Onore a Baby Ram. Da Cuore a Cuore.

Tutti veniamo dalla stessa Fonte/Sorgente. Tutti siamo Uno.

È solo questione di ricordarlo, rimuovendo blocchi e impedimenti. E riconoscendo le azioni di chi, per disposizione diversa, vorrebbe portarci altrove, pur con il nostro benestare di un qualche genere.

Se questa è la premessa, la funzione di un presumibile maestro è solo quella di schiarire la strada e farla brillare. Di indicarla anche, seppur solo al limite.
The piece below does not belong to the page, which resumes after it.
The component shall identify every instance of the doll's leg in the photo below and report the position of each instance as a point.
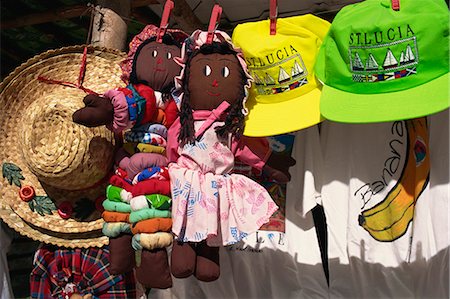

Così, la sua presenza nella vita di chi ha scelto il percorso “devozionale”, potrebbe considerarsi molto condizionata, limitata, e, per certi rispetti, vincolata a quella specifica assistenza.

Tuttavia, per come le cose sono, e per come tendiamo a crearle, soprattutto quando in azione è il Cuore, il vincolo che si viene a creare  tra due esseri, entrambi straordinari, non può ridursi solo questo, e non può essere limitato al semplice approvvigionamento di una guida, o di un qualche tipo di navigatore. Perché fin da subito esso manifesta le proprietà di un’attenzione ai confini dell’assoluto per i soggetti coinvolti, per quanto in una estensione e valore tendenzialmente infiniti.

Così, nel tempo e nello spazio, sciolto un voto, un legame, espletata una mansione, non può non attivarsene un’altra. Immediatamente. Perché è lo stesso rapporto Creatore-Creatura, Creatore-Universo, ad assumere in un qualche senso, e più di uno, rilievo.

Quindi, il legame maestro-discepolo non avrà mai fine – perché, come fa a finire l’Amore? – rivivendo per sempre l’un essere nell’altro, al punto che si faticherà a rinvenire estremità, pur rimanendo operanti le relative svariate individualità.

Quando ho rinvenuto in me l’esigenza forte di cercare un maestro, è accaduto perché cercavo disperatamente e ostinatamente Dio, o, perlomeno, un Dio.

Così, per un qualche motivo, ho trovatoBaba. E, grazie a lui, nel ritrovare l’Amore, ho ricominciato la ricerca di Me stesso. E a ritrovare ciò che sempre sono stato.

A distanza di un qualche tempo, e di punti diversi di una ricerca che, so per certo, ma la cosa non mi spaventa, non finirà mai, le cose non sono più le stesse. E tutto ha un sapore universalmente diverso.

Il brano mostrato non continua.